O presidente Luiz Inácio Lula da Silva acaba de concluir uma maratona diplomática com peso geopolítico raro para qualquer nação do Sul Global. Em visitas à China e à Rússia, o Brasil não apenas assinou acordos comerciais bilionários, como também reafirmou seu papel de articulador em um mundo cada vez mais multipolar. Mas, em meio às manchetes que deveriam destacar avanços em tecnologia, energia, comércio e meio ambiente, o que ocupou boa parte da arena pública? Uma campanha orquestrada de desinformação contra a primeira-dama Janja.
O contraste é gritante. De um lado, temos um governo que atrai investimentos estrangeiros diretos da ordem de bilhões, como o caso dos US$ 1 bilhão investido pela Envision Energy na produção de combustível sustentável no Brasil. Do outro, temos uma avalanche de boatos sensacionalistas sobre a participação de Janja nas viagens oficiais, muitas vezes carregados de insinuações machistas e teorias conspiratórias que carecem de qualquer lastro com a realidade.

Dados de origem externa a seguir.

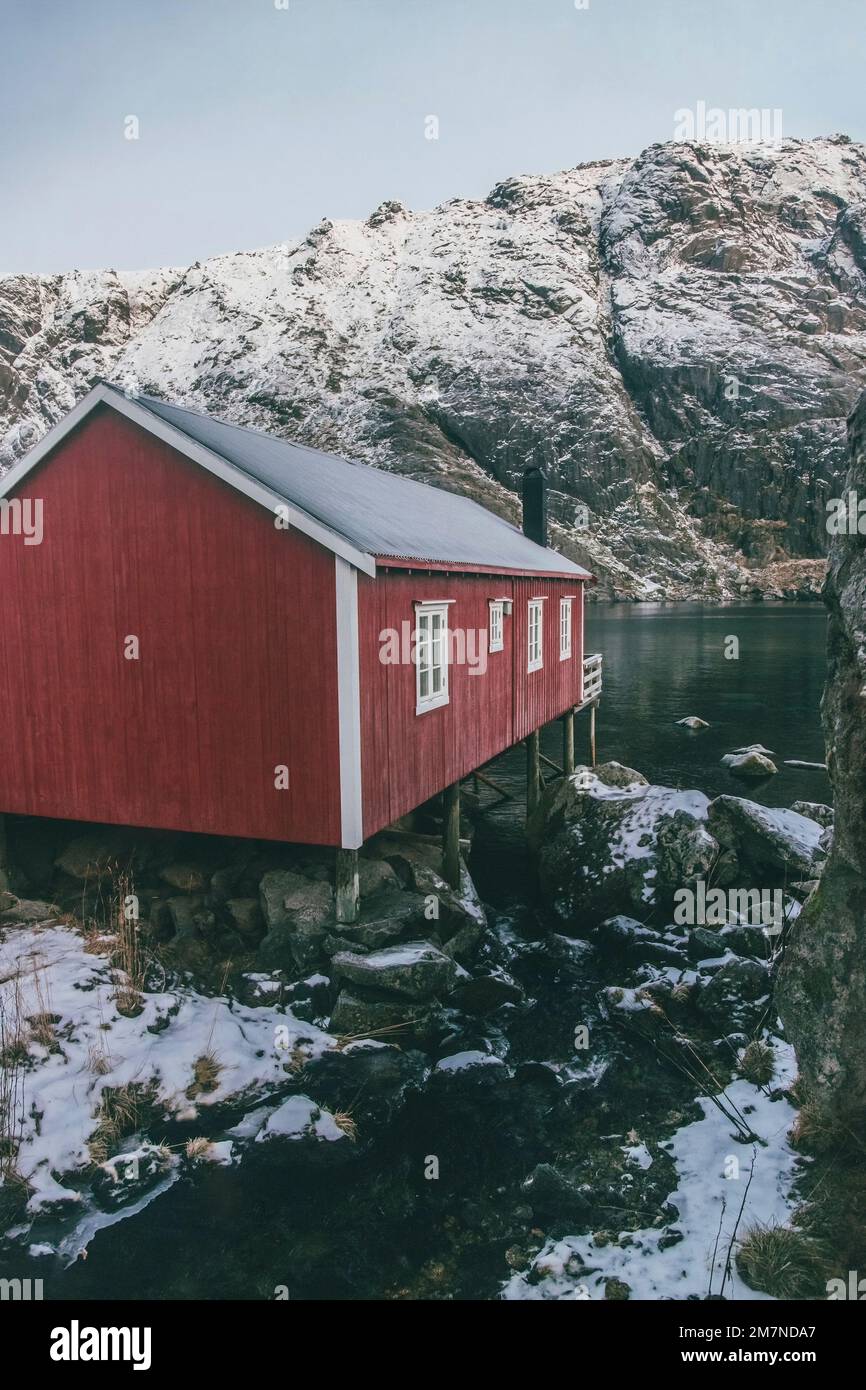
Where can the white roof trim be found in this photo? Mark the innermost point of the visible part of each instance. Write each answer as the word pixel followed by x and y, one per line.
pixel 198 453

Por trás dessas narrativas falsas, há um projeto político muito claro: impedir que a população enxergue o que de fato está sendo construído. Quando o Brasil firma 20 novos acordos com a China, investe em reatores nucleares com a Rússia e discute a desdolarização do comércio internacional, está sendo traçado um novo caminho de soberania, inovação e influência internacional. Mas tudo isso exige debate, compreensão e informação de qualidade, exatamente o que as fake news procuram sabotar.
A escolha da China e da Rússia como destinos diplomáticos também não é neutra. Representa uma aposta estratégica do governo brasileiro na construção de alternativas ao eixo ocidental tradicional, buscando autonomia no cenário internacional e abrindo novas rotas para a economia brasileira. É um movimento ousado, num contexto global tensionado por guerras comerciais, crises energéticas e mudanças climáticas. A presença de Lula ao lado de Xi Jinping e Vladimir Putin envia uma mensagem: o Brasil quer ser protagonista, não coadjuvante.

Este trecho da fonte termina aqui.